Enhancing the digital resolution of the low transverse sampling data using deep learning loses the requirement of high-speed acquisition systems in OCTA, which has the potential to reduce the cost of clinical OCTA machines and promote the applications of this technique in a wider population. This paper demonstrates the implementation of this idea by training the low transverse sampling en face OCTA images to learn the features of the high transverse sampling data using a cycle-consistent adversarial deep network. The results have demonstrated the proposed conversion could significantly improve the digital resolution without disrupting the original morphological features of the retinal vessels.

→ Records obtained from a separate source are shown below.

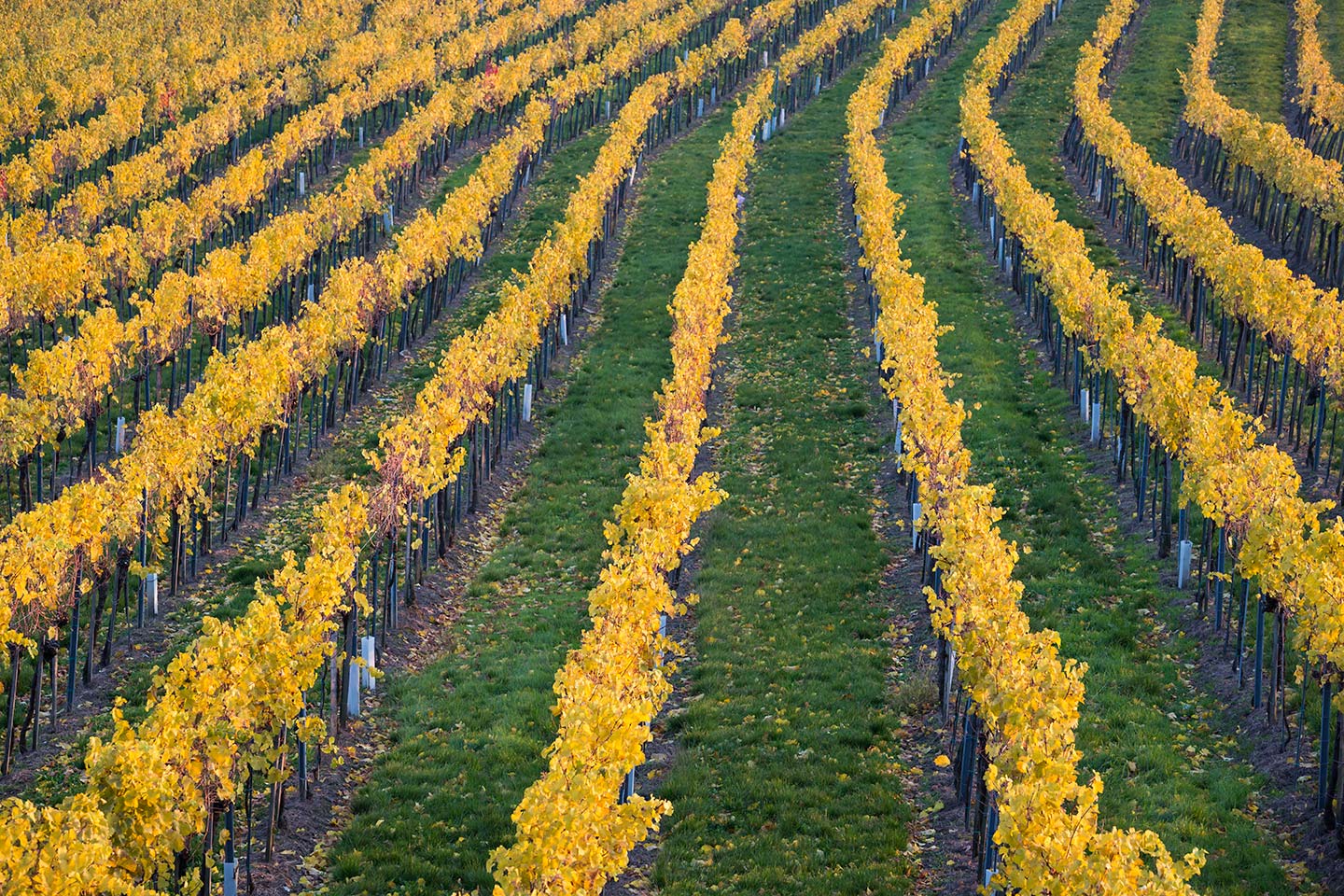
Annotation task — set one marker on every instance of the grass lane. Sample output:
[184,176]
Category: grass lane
[469,730]
[785,778]
[1169,761]
[1147,95]
[1252,49]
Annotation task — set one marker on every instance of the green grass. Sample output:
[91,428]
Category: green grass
[1148,97]
[785,779]
[1252,48]
[1331,26]
[468,733]
[1181,774]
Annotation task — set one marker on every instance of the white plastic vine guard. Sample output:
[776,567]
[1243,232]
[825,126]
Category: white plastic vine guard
[1183,553]
[369,653]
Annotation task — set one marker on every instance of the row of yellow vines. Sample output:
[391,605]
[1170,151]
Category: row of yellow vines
[278,45]
[51,273]
[1029,699]
[1317,91]
[62,385]
[1267,148]
[574,833]
[1249,489]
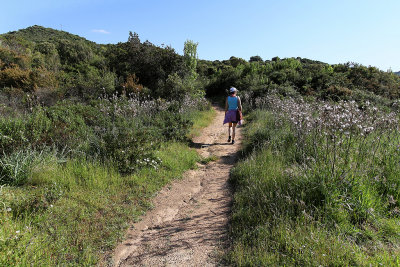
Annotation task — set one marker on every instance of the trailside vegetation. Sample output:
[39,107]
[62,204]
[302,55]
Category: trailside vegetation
[318,185]
[89,133]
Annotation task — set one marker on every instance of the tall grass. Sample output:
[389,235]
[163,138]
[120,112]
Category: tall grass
[318,186]
[70,214]
[71,204]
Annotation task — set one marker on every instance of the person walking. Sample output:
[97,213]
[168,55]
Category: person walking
[233,106]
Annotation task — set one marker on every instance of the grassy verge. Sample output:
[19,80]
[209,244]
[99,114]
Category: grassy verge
[289,212]
[200,120]
[73,212]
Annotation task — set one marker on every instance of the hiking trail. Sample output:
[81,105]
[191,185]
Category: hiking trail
[188,225]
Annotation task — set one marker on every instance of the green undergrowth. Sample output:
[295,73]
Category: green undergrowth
[72,212]
[291,213]
[200,120]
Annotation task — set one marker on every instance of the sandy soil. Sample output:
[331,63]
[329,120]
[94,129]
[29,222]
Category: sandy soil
[189,222]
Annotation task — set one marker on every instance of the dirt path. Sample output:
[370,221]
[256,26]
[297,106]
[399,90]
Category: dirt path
[188,225]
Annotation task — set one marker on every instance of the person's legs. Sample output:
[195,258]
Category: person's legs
[229,131]
[233,132]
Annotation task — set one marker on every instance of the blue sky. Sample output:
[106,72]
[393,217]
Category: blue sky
[332,31]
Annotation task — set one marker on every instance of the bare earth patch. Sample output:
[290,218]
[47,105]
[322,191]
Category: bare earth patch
[189,222]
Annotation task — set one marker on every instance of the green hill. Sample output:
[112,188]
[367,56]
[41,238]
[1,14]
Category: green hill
[39,34]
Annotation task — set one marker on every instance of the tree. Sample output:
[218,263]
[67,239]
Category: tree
[256,59]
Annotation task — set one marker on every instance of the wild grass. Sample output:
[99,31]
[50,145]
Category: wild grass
[200,120]
[72,211]
[312,194]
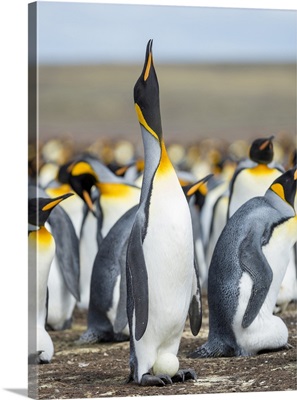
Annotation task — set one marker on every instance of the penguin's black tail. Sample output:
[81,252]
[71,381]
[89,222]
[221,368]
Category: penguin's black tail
[212,350]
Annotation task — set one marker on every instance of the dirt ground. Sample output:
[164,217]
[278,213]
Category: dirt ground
[101,370]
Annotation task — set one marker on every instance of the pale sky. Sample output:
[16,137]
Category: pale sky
[79,32]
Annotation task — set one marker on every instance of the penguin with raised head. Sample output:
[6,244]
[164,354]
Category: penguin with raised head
[248,265]
[162,280]
[41,251]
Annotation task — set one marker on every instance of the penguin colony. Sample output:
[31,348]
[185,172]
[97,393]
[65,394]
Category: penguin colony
[136,244]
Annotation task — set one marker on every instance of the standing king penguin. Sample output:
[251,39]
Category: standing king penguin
[41,251]
[162,279]
[246,271]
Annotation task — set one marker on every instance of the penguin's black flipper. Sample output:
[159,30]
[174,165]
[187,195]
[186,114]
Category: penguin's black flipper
[67,249]
[195,309]
[262,276]
[137,274]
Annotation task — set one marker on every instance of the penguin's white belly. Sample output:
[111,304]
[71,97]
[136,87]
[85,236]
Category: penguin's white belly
[114,207]
[88,249]
[61,302]
[266,331]
[168,251]
[288,289]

Besides, we have found the improvement in digital resolution also benefited the accurate quantification of the vascular biomarkers, such as vessel area density and vessel perimeter index.

However, this work still has several limitations. (1) OCTA is a 3D imaging modality, so the en face projected images can not provide intact depth information. (2) This work only enhanced the digital resolution of the $3\times 3$ mm$^2$ FOV centered on the fovea, which is far from sufficient for the researches and diagnoses of ocular diseases, especially the early symptoms happening at the peripheral retina, such as the early stages of diabetic retinopathy. (3) The patient number used in this study is relatively small, we are keep collecting data at local hospitals for verifying the proposed method in a large population with more diseased cases. In the next step, we will devote to the development of this new technique in three major directions. (1) The digital resolution enhancement of OCTA B-scans (volumetric OCTA). Because it will involve the axial direction, we will consider to introduce compressed sensing techniques to fulfill this task. (2) Enhancing the digital resolution in larger FOVs. For example, including fovea and optical nerve head simultaneously. We will combine the style transfer deep network with other techniques such as deep learning or low-level feature-based registration and impainting. (3) Not only the digital resolution, this deep-learning-based approach could also be used in optical resolution enhancement, by using AO OCTA data as the target domain. Because of the unpaired transition capacity, instead of using the paired OCTA images captured when the AO loop is turned off and on, we may only need some arbitrary AO OCTA images for training.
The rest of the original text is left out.